Bu proje ile Türkiye ve özellikle inşaat sektörünün çok gelişmiş olduğu İstanbul özelinde, yeni üretilecek ve iyileştirilecek olan konutların üretim ve kullanım süreçlerinde karbon salımının en düşük seviyeye getirilmesi adına; malzeme seçimi, mimari tasarım ve inşaat süreçlerini kapsayacak şekilde, üretim önerisi ve yol gösterici kılavuz ile birlikte bir örnek model ortaya konmalıdır.
Konutlarda Karbon Salımının Azaltılması Nasıl Faydalar Sağlayacak?
Konutlarda karbon salımının azaltılması, sektörüne göre değişmekle birlikte aşağıdaki yenilikleri sağlayacaktır:
Yapı malzemeleri sektörü açısından
- Çevre dostu malzeme kullanımında kullanıcının bilgilendirilerek piyasada talep yaratılması,
- İç hava kalitesini artırarak sağlıklı iç mekanlar yaratacak kullanıcı dostu malzeme üretiminin artırılması,
- Enerji verimli malzeme kullanımının teşvik edilerek çevre dostu malzemelerin geliştirilmesi için rekabet ortamı yaratılması,
- Yapı malzemelerine dair teknik bilgilerinin yanı sıra, malzemelerin üretiminde harcanan enerji ve ortaya çıkan CO2 salımı miktarı gibi ekolojik özelliklerinin de kullanıcı ile paylaşılması.
İnşaat sektörü açısından
- İnşaat sektörünün dünya genelindeki toplam büyüklüğü göz önüne alındığında kalite, farklılaşma ve markalaşma yoluyla sektörün yerel ve küresel anlamda güvenilirliğinin artırılması,
- İnovasyon, yaratıcılık, sürdürülebilirlik, kalite kavramlarını örtüştürecek şirketlerin öne çıkması,
- Türk inşaat sanayiinde farkını ortaya koyarak çevre dostu ve enerji verimli çözümler üreten şirketlerin pazarlarda öne çıkması.

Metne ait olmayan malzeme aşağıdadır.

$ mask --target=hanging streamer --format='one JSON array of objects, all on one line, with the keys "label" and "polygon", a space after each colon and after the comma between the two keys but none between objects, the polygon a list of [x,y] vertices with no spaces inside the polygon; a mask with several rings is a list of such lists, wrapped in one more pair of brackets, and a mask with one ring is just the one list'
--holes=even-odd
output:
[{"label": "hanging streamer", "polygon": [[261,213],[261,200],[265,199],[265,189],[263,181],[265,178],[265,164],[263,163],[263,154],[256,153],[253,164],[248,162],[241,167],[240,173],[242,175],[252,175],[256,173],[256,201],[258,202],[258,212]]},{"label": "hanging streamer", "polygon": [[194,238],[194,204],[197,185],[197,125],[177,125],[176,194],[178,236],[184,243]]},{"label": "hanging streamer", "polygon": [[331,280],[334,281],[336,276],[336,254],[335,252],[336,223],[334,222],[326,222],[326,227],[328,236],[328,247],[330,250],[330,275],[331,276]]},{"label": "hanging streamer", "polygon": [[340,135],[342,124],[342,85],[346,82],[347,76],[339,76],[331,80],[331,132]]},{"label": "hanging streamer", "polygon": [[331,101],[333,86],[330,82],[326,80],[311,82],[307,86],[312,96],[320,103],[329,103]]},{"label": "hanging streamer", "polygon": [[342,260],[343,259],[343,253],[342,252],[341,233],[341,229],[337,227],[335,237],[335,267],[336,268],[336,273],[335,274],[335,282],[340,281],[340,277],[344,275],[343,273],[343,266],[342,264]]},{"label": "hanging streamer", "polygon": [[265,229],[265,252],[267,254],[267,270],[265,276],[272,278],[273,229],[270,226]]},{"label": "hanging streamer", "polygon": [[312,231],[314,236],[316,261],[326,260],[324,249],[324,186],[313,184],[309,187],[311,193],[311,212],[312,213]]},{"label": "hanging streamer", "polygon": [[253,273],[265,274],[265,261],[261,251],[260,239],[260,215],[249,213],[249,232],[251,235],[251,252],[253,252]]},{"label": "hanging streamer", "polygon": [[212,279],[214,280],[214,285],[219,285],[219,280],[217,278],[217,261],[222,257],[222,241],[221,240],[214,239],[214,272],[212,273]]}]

Mimarlık sektörü açısından
- Yaratım sürecinde malzeme ve uygulama konusunda iş birliği sağlayacak modellere erişim sağlanması,
- Mimari süreçlerin, küresel anlamda çevre koruma standartlarına uygun yaratımlarda bulunmasına teşvik edilmesi,
- Mimari ile ilgili yeni politikalara uyum sağlanması, çevre etkilerinin azaltılması, ekolojik yapılar, binalarda enerji verimliliği gibi konulara dikkat edilmesi ve yeni standartlara uyum gösterilmesi için farkındalık yaratılması.